Food is this incredible tool for learning the varied stories of people whose stories have been buried for so much of this country’s existence.

This series is deeply personal, perhaps more so than many of your works in the past. Was it a conscious decision to include so much of your family history on the show? Did you have any reservations about this?

I felt like this needed to be included because my family history parallels the story of so many Asian immigrants who came to this country with skills but couldn’t find work in the professional world. . I mean, my grandfather had an MBA from an American university, but couldn’t get hired in finance because he was Chinese.

Despite the discrimination and scapegoating that so many in the Asian-American community have faced over generations, food has managed to transcend those hardships and struggles. I find it amazing that Chinese food is as ubiquitous if not more ubiquitous than McDonald’s. These days, you can find any kind of Asian food you like, and it can even be delivered to your doorstep. Very often it is these origin stories in these restaurants that reflect resilience, struggle and sacrifice. In many ways, food is this incredible tool for learning the varied stories of people whose stories have been buried for so much of this country’s existence.

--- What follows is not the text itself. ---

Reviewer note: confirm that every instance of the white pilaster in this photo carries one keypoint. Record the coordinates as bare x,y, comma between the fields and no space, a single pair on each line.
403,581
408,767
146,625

table full of chinese dishes

Warner Media

Unlearning generational ideas and figuring out what remains of the family legacy is also a major theme of the series. You were candid about your grandmother’s insistence that you don’t cook, because for her, an educated woman, who came to this country with so many skills, to cook and run a restaurant is not was not so much a choice as a last resort. As a mother now, was there anything that you consciously or unconsciously didn’t want to pass on to your children? Or, in turn, really does?

Well, because I grew up in an undiverse community, I always told myself that if I ever had kids, I want them to be exposed to diversity and other Asian Americans. They are so proud of their ethnic background and they love Asian food. In fact, my kids had noodles with a fried egg in their lunch box today, and believe me, they’d have kimchi if I let it – it would stink their whole class. It’s really come full circle because I wouldn’t have been caught dead delivering Chinese food to school. That would have been all the more reason for the children to tease me.

In Exit, we meet so many interesting characters across the country, from a burlesque dancer in New Orleans to musician and author Michelle Zauner, who performs as Japanese Breakfast. Tell me about the research process for this show. What goes into the decision of who to present and how much?

It was really a collaborative effort, and I think one of the reasons it was so important to have Asian American directors for all the episodes is that they had their own unique take on how they wanted tell the story of their community. I think that’s one of the reasons the show feels authentic is because we’re telling our own stories, and in some ways that experience was a wake-up call for a lot of us that the Asian-American community is its own kind of distinctive community.

So many of us have felt so many conflicts about identity growing up. I never felt totally American because I didn’t look like the stereotypical image of what an American was supposed to look like. But I also didn’t know anything about what it was like to be from China. In many ways, we had more in common with each other than with the Chinese, the Philippines or Cambodia, didn’t we? Because this Asian-American experience is a unique experience in itself.

lisa ling sitting at filipino kamayan dinner

Warner Media

It might be difficult, but did you have a favorite dish while filming the show?

One of my favorite dishes I had last week was the caramelized pork from BéÙ, Silver Lake’s Vietnamese cafe. Because I’m in California, I had easy access to it, but I also fantasized about the fish I had at Korai Kitchen, the Jersey City Bangladeshi restaurant in Journal Square.

Without giving too much away, in the last episode you spend some time in a karaoke bar. What’s your favorite karaoke song?

Of course, I love “Islands in the Stream” by Kenny Rogers and Dolly Parton. I’m kind of a duo, and this one is my favorite. One day, if ever we are in the same place, my husband and I do a very good interpretation.

This interview has been condensed and edited for clarity.